Leggi anche:L’inquinamento atmosferico danneggia cervelli, cuori e polmoni

“I tipi specifici di inquinanti che le persone respirano sono quasi certamente importanti”, affermano i ricercatori. Le misurazioni standard della qualità dell’aria si basano sui livelli di componenti gassosi primari e di particolato che hanno diametri inferiori a 10 micrometri (PM 10 ) o 2,5 micrometri (PM 2,5 ). Ma le particelle sospese nell’aria trasportano una gamma di sostanze chimiche, da semplici sali a innumerevoli composti altamente tossici, che variano a seconda delle località.Tutte le particelle sono trattate come se fossero ugualmente tossiche”, afferma Mudway, “eppure sono un miscuglio di ogni sostanza chimica, centinaia di migliaia di sostanze chimiche, nell’aria”.

Inoltre, le particelle ultrafini non vengono monitorate di routine”, nota Cory-Slechta. “Tuttavia, le particelle di diametro inferiore a 100 nanometri sono le particelle sospese nell’aria più reattive chimicamente e quelle con maggiori probabilità di penetrare nel corpo e nel cervello“, afferma.

Anche senza questa lacuna nei dati di monitoraggio”, afferma Mudway, “gli studi osservazionali su persone che respirano molti inquinanti non possono isolare le sostanze chimiche responsabili per ottenere una comprensione meccanicistica. Le malattie cardiovascolari sono un noto fattore di rischio per la demenza. Quindi il danno che l’inquinamento atmosferico provoca al cuore e ai vasi sanguigni è un altro fattore di confusione. L’unico modo per svelarlo“, dice Mudway, “è attraverso la sperimentazione”.

Nel laboratorio

Gli studi di laboratorio possono dimostrare, ad esempio, che in condizioni controllate, i cocktail di inquinanti atmosferici del mondo reale danneggiano il cervello. Questo è ciò che Cory-Slechta ha visto nel 2012, quando ha confrontato i cervelli dei topi che avevano respirato aria proveniente dall’università con quelli che avevano respirato aria filtrata. Studi successivi del suo laboratorio hanno riportato che i topi esposti a particelle ultrafini durante lo sviluppo, anche nell’utero, dalla respirazione delle loro madri, hanno tratti di materia bianca e ventricoli cerebrali ingranditi. I topi esposti durante lo sviluppo hanno continuato a mostrare maggiore impulsività e deficit di memoria a breve termine.

I cambiamenti fisici del cervello si sovrappongono parzialmente a quelli delle persone con condizioni neuroevolutive come autismo e schizofrenia.

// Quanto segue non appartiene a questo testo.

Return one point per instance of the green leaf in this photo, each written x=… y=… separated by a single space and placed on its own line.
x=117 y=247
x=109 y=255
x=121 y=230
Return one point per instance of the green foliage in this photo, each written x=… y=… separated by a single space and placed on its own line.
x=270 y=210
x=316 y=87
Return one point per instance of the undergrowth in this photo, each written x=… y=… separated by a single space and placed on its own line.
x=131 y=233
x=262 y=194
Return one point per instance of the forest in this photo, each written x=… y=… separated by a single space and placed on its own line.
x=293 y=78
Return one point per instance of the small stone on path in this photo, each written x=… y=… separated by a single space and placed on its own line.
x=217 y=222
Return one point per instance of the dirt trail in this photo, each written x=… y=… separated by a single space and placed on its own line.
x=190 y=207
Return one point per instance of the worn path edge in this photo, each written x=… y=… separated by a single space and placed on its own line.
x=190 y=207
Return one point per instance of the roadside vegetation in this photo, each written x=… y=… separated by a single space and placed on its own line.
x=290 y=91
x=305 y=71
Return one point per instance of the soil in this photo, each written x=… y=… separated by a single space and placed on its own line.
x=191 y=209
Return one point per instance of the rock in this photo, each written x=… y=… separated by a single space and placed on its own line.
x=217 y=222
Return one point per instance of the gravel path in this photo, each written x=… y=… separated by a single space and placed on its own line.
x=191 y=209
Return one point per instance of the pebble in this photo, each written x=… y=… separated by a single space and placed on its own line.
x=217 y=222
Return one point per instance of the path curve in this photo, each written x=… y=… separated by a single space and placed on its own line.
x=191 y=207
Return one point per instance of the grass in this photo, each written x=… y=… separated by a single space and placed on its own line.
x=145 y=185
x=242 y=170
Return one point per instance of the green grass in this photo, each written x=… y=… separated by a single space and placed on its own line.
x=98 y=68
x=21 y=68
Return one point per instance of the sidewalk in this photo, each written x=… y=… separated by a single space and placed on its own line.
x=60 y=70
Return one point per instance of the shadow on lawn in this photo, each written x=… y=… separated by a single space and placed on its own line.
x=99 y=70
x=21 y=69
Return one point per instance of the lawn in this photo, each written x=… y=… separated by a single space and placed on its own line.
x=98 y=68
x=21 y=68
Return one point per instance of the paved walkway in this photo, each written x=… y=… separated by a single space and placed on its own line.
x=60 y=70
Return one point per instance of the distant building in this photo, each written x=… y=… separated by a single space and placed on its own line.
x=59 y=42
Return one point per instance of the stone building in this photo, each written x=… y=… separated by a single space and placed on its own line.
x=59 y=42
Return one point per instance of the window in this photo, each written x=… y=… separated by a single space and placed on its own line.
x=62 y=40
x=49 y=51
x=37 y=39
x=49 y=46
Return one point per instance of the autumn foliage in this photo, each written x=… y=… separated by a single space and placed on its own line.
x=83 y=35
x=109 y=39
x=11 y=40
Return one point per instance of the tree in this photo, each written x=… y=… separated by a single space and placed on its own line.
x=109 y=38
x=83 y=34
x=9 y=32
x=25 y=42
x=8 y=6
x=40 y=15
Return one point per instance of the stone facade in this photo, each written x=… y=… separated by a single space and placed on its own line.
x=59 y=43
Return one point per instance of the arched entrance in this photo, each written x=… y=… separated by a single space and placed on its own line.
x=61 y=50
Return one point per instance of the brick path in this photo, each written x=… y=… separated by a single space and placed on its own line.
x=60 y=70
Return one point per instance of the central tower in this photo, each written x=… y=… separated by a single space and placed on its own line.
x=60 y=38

Negli animali più anziani, l’inquinamento atmosferico sembra accelerare la deposizione delle proteine ​​amiloidi e tau associate al morbo di Alzheimer. Altri studi sugli animali hanno riscontrato danni a livello anatomico, cellulare e molecolare.

Cinque scansioni cerebrali sono mostrate su uno sfondo nero

Le scansioni cerebrali mostrano aree di ridotto spessore corticale (regioni colorate) nei bambini esposti a livelli più elevati di inquinamento da traffico durante il loro primo anno di vita. Credito: T. Beckwith et al./PLoS ONE-

Sebbene i segni di danno varino da studio a studio, Caleb Finch, che studia l’invecchiamento presso l’Università della California del Sud, afferma che c’è un aspetto comune: È una risposta infiammatoria”, afferma. Studi del suo laboratorio e di altri mostrano che i geni che mediano le risposte infiammatorie vengono attivati; i messaggeri associati all’infiammazione diventano più abbondanti; ci sono segni di stress ossidativo e le cellule microgliali che rilevano il danno e proteggono i neuroni vengono attivate.Ogni classe principale di cellule cerebrali è interessata“, afferma Finch.